Dynamic Batching: Throughput vs Latency Tradeoffs in Request Scheduling
The Batching Philosophy
Dynamic batching aggregates individual inference requests into larger batches before execution, dramatically improving device utilization and throughput at the cost of queueing delay. Instead of processing one request at a time with the GPU sitting idle between arrivals, the scheduler waits for a configurable window (typically 1 to 50 milliseconds) to collect multiple requests, then executes them together. A GPU running ResNet50 might process a single image in 5 milliseconds but can process a batch of 32 images in only 20 milliseconds, achieving 8x better throughput per GPU hour. This efficiency directly translates to cost savings: serving the same QPS with batching can reduce required GPU instances by 50% to 70%.
When Batching Breaks Down
The tradeoff becomes critical under real world traffic patterns. For steady, high volume streams like video recommendation ranking at YouTube or feed ranking at Meta, batching works beautifully: requests arrive fast enough to form full batches within millisecond windows, and the added queueing delay is negligible compared to total processing time. However, for bursty or low QPS services, dynamic batching can destroy tail latency. If your SLO requires p95 latency under 100 milliseconds but your batch window is 20 milliseconds, you have already consumed 20% of your budget just waiting in queue before any computation starts.
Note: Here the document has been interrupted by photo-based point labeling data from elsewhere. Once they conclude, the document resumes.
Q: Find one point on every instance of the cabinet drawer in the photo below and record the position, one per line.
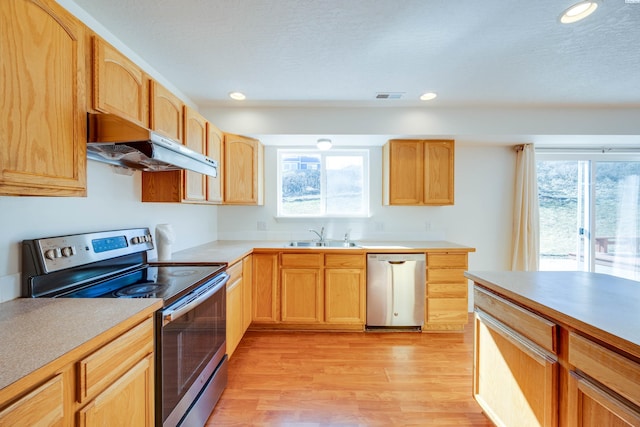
(447, 310)
(615, 371)
(43, 406)
(301, 260)
(105, 365)
(344, 260)
(447, 260)
(536, 328)
(447, 290)
(235, 272)
(452, 275)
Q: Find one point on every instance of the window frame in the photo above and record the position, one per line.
(334, 152)
(587, 159)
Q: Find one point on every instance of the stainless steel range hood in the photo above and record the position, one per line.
(117, 141)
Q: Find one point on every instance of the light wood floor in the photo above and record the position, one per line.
(350, 379)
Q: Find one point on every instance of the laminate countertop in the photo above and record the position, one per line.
(230, 251)
(604, 306)
(35, 332)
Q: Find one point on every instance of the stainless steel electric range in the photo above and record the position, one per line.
(190, 346)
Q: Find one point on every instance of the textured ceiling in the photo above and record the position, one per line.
(328, 52)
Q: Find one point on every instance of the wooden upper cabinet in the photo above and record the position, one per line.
(166, 112)
(195, 137)
(42, 92)
(243, 177)
(418, 172)
(119, 86)
(438, 172)
(215, 148)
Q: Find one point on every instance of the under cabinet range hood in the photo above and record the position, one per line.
(119, 142)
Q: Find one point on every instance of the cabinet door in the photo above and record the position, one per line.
(119, 85)
(42, 92)
(166, 117)
(345, 295)
(515, 381)
(243, 180)
(438, 173)
(44, 406)
(593, 406)
(234, 314)
(406, 172)
(302, 296)
(166, 112)
(247, 300)
(266, 295)
(215, 147)
(128, 401)
(195, 137)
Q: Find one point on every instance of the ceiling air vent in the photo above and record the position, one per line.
(389, 95)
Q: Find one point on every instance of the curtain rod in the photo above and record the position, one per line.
(588, 150)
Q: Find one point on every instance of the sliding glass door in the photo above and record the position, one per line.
(589, 214)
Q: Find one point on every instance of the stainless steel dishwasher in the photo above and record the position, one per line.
(395, 291)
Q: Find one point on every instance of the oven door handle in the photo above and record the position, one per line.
(192, 301)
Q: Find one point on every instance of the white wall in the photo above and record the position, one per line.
(480, 217)
(112, 202)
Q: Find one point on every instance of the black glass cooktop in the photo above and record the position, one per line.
(168, 282)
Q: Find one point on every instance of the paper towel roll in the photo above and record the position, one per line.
(164, 239)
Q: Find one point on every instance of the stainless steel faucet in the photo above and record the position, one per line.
(320, 235)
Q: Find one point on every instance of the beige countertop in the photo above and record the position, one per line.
(36, 331)
(602, 305)
(230, 251)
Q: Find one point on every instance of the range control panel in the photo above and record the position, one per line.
(58, 253)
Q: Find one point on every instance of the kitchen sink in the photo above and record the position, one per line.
(325, 244)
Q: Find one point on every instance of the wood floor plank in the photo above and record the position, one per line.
(348, 379)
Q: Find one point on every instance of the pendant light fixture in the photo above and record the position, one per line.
(578, 12)
(324, 144)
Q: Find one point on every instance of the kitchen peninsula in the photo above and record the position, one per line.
(557, 348)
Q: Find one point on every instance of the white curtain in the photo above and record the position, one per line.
(526, 218)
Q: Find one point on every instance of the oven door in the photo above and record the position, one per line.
(191, 349)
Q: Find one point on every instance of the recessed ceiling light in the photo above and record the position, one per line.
(578, 12)
(324, 144)
(428, 96)
(238, 96)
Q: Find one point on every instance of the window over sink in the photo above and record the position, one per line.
(314, 183)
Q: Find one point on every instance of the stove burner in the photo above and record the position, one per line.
(144, 290)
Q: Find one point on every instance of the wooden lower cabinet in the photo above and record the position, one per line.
(234, 307)
(266, 290)
(44, 406)
(531, 370)
(125, 402)
(302, 297)
(238, 302)
(447, 300)
(111, 384)
(515, 381)
(301, 284)
(345, 281)
(310, 290)
(594, 406)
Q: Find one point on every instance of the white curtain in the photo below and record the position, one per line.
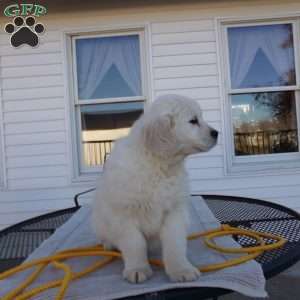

The Counterintuitive Failure Mode
Under spiky traffic, you will see low GPU utilization yet high p95 and p99 latencies simultaneously. This happens because requests arrive slowly, sit waiting for batch formation, and burn latency budget before computation even starts.
Production Tuning
Production systems tune three knobs: maximum batch size (constrained by GPU memory), batch formation timeout (the window to wait), and per model concurrency (parallel instances). TensorFlow Serving typically uses 4 to 16 millisecond windows for strict latency services, while Triton configurations for throughput optimized workloads can use 50 millisecond windows with batch sizes of 64 to 128. The key insight is to separate queueing time from compute time in your metrics: if queue time dominates, reduce the window or increase concurrency rather than adding more GPUs.